For all sets A, B and C, if $(A \cap B) \cup C \subseteq A \cap (B \cup C) $, then $ C – (A \cup B) = \phi $.
I know this statement is true, as the antecedent implies that there is no element in C that is not also an element of A or B.
Furthermore, we can assume A, B, and C are sets and that $(A \cap B) \cup C \subseteq A \cap (B \cup C) $.
I believe we can prove this statement by contradiction, that is, by supposing $ C – (A \cup B) \ne \phi $ and showing how that leads to $(A \cap B) \cup C \not\subseteq A \cap (B \cup C) $, which would contradict our previous assumption that $(A \cap B) \cup C \subseteq A \cap (B \cup C) $.

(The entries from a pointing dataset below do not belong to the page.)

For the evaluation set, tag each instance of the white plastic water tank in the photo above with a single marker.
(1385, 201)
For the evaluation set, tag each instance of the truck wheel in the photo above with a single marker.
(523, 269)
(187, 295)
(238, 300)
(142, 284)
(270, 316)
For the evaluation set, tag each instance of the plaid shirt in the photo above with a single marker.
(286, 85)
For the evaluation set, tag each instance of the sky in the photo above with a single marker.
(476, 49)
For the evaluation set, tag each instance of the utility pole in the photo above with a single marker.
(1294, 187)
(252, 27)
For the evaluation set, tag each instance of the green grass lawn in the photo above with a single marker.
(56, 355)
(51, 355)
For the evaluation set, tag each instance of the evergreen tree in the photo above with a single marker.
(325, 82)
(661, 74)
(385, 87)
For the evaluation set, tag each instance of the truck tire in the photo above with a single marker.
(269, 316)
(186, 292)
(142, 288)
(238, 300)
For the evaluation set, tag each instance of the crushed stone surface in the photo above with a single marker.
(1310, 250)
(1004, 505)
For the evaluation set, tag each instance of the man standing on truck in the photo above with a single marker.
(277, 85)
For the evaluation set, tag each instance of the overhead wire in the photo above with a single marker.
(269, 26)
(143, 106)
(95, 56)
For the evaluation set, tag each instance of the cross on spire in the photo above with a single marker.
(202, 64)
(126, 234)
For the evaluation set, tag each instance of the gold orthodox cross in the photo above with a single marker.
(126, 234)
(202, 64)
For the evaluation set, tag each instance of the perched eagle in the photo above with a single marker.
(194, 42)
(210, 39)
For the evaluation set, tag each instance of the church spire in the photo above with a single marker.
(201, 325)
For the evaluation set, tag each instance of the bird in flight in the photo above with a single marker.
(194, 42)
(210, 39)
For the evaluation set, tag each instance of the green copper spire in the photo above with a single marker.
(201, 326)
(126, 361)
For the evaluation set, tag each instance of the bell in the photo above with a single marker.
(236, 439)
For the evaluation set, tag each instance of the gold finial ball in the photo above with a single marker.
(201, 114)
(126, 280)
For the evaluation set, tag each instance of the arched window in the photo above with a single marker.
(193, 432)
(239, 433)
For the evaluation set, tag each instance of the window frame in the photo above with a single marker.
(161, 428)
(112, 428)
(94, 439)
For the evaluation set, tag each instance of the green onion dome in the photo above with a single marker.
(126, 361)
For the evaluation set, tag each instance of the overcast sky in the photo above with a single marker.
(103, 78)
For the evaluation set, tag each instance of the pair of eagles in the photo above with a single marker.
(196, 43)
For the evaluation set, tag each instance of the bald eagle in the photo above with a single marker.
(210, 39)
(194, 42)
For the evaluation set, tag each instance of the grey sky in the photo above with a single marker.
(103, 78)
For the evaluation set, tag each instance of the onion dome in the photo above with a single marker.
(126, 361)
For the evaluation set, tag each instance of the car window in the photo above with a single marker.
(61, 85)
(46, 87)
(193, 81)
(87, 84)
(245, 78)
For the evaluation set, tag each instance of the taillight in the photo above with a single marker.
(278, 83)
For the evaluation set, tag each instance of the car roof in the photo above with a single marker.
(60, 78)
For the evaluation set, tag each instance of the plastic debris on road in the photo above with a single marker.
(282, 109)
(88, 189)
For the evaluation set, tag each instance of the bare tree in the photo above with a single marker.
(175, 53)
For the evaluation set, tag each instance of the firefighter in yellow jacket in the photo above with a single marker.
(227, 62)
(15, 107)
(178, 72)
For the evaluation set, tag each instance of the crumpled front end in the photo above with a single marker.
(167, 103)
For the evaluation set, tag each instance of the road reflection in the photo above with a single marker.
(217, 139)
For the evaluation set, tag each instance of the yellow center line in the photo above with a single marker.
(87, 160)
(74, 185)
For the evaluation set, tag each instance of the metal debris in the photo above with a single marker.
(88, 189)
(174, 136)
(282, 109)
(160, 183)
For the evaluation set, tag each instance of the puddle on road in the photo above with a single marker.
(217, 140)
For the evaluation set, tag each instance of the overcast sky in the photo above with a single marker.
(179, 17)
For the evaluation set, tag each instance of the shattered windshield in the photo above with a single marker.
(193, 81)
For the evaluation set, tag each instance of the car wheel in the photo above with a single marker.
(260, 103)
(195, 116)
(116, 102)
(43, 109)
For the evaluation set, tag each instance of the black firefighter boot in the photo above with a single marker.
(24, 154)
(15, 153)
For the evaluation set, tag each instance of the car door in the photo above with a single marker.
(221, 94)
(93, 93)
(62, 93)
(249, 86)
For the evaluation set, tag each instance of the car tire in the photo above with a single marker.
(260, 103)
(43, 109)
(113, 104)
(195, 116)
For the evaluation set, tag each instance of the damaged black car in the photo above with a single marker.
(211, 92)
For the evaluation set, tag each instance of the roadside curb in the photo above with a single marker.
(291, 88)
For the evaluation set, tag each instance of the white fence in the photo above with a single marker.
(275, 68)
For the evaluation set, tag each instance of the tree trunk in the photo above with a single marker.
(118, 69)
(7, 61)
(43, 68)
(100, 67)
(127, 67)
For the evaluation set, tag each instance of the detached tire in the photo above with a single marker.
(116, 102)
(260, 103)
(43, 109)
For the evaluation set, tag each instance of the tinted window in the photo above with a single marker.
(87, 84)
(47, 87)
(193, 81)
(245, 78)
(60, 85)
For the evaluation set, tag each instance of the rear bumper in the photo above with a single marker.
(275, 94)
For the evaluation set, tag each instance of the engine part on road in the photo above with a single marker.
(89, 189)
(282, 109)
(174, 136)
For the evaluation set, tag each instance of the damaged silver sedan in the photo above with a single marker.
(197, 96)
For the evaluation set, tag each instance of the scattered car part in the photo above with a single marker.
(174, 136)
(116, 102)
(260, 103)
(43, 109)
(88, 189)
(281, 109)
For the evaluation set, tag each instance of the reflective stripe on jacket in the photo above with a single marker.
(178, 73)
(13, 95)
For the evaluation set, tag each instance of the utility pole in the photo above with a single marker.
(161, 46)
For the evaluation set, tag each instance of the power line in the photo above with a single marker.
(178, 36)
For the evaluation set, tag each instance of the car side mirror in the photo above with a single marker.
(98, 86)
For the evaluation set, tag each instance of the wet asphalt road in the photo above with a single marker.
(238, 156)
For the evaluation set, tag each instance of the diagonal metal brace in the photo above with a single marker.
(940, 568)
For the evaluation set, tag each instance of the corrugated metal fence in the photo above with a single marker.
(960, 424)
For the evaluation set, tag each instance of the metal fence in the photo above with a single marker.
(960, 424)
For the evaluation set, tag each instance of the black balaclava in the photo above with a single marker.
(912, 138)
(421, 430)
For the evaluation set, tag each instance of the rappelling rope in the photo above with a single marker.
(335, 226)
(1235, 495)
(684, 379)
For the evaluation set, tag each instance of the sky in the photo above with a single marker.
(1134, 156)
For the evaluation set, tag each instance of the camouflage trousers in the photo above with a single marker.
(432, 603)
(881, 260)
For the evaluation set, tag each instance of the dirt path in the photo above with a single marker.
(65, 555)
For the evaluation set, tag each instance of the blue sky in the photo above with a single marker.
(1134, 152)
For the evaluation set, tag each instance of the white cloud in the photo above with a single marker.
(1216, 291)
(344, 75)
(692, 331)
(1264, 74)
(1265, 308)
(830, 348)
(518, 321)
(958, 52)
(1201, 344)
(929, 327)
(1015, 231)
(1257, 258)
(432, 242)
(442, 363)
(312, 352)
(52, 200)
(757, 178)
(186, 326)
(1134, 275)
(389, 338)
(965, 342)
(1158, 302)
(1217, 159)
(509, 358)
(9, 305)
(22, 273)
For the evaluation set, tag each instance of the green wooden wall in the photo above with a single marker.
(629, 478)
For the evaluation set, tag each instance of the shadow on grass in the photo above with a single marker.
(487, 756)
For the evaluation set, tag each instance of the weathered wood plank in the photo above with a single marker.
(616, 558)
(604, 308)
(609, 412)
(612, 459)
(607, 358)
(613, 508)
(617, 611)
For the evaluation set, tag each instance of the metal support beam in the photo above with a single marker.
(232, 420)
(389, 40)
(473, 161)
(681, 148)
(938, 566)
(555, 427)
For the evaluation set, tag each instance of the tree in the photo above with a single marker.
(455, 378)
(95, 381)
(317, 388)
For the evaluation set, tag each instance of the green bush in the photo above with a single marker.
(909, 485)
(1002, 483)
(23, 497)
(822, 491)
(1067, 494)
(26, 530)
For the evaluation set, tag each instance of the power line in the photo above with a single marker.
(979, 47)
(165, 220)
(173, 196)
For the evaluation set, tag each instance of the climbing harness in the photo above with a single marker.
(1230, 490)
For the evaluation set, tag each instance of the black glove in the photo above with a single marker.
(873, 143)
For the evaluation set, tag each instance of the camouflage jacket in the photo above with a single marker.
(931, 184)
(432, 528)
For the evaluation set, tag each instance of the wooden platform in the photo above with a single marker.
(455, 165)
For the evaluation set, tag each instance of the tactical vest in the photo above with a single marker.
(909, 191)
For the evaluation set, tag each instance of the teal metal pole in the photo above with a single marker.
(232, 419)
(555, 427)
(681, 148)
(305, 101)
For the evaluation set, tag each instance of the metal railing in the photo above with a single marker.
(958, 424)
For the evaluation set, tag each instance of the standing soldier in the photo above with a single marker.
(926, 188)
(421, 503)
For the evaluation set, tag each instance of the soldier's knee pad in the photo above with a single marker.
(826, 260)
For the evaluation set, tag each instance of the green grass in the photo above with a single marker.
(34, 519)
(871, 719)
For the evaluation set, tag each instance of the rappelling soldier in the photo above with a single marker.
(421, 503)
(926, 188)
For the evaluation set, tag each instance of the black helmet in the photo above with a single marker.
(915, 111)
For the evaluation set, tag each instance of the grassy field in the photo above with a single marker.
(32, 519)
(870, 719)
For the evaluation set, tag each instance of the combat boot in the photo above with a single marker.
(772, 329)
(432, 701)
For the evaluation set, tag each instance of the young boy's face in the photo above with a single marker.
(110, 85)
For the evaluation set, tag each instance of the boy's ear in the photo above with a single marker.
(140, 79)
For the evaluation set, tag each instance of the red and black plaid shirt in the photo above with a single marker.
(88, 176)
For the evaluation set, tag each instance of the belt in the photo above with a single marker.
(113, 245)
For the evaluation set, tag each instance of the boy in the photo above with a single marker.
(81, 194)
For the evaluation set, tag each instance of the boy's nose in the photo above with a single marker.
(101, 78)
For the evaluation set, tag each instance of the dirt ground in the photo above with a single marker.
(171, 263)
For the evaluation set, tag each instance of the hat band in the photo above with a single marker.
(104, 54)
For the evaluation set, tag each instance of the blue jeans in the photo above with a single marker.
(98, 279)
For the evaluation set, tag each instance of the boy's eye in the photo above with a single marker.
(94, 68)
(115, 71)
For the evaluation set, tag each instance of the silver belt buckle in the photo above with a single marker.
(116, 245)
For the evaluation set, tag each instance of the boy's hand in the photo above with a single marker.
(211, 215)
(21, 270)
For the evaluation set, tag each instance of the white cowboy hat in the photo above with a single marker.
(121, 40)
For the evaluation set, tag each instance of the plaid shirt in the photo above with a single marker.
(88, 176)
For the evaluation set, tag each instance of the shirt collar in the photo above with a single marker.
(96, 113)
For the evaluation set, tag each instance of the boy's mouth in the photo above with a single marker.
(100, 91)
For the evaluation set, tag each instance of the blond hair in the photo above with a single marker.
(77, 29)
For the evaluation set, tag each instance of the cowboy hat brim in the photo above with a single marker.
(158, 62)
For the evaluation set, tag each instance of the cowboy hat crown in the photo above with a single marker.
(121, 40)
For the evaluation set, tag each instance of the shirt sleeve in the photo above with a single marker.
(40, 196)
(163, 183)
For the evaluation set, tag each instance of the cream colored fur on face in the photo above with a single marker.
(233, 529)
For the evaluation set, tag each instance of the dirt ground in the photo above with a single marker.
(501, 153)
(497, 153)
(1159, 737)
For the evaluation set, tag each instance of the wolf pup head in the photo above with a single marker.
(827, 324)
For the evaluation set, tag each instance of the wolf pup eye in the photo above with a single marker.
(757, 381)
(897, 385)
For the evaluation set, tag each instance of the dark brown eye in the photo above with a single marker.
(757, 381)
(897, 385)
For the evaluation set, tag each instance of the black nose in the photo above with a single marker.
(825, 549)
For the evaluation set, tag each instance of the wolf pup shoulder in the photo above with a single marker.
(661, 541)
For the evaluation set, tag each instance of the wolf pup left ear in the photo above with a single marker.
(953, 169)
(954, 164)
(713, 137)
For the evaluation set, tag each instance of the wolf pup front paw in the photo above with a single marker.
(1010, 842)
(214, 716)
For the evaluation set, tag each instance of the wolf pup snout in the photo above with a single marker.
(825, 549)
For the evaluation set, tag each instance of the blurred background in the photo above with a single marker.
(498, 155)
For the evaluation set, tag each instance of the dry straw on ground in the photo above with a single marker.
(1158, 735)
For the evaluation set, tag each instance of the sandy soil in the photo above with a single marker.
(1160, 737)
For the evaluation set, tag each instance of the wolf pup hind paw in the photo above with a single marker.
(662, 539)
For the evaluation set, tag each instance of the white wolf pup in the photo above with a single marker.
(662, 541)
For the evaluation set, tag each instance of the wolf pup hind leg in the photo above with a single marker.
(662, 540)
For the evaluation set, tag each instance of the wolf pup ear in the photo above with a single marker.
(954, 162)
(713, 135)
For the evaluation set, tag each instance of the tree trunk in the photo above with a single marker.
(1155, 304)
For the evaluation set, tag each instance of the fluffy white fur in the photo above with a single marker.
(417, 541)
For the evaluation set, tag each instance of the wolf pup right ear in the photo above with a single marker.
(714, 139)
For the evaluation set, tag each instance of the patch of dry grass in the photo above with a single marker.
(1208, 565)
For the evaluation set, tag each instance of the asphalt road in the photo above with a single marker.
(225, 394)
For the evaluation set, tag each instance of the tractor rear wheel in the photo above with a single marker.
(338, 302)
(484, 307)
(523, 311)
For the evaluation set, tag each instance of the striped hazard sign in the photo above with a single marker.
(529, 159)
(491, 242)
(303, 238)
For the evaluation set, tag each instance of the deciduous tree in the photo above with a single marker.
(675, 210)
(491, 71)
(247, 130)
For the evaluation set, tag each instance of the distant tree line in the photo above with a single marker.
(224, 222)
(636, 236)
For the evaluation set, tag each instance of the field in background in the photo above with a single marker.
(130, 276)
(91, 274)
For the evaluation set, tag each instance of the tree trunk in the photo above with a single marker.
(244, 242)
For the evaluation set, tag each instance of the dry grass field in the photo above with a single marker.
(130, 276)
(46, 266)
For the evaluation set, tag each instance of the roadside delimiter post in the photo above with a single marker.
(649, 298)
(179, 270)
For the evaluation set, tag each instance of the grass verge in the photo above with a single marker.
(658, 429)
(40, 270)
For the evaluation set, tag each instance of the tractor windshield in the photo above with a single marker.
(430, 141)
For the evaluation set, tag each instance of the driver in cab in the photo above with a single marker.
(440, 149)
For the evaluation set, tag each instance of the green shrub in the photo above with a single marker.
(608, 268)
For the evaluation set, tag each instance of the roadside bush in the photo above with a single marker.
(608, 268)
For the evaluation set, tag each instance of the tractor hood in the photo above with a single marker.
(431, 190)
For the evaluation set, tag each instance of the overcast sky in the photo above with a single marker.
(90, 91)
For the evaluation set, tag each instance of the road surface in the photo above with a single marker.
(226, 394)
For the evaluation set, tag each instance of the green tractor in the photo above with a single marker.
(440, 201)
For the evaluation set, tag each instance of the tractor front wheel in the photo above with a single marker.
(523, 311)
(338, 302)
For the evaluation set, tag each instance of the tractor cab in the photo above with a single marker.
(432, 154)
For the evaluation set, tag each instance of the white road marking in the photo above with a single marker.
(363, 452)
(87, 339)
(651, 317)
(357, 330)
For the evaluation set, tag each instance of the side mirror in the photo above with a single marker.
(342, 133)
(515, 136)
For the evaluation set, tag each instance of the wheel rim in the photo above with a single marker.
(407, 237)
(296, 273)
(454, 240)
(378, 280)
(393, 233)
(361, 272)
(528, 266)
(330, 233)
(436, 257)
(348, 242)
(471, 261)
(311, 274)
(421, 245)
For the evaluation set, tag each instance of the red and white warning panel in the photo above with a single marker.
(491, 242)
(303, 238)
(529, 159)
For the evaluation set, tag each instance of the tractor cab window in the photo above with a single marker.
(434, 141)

…buuut I've been having trouble with the nitty gritty of the proof-by-contradiction. Any help would be greatly appreciated!
Best Answer
Continuing by contradiction as you have started:
So, suppose $C\setminus (A\cup B)\neq \emptyset$.
So, we have some $c$ such that $c\in C$ while $c\notin A$ and $c\notin B$.
Since $c\in C$ we have $c\in (A\cap B)\cup C$.
But, since $c\notin A$ we have that $c\notin A\cap (B\cup C)$, contradicting that $(A\cap B)\cup C$ should be a subset of $A\cap (B\cup C)$.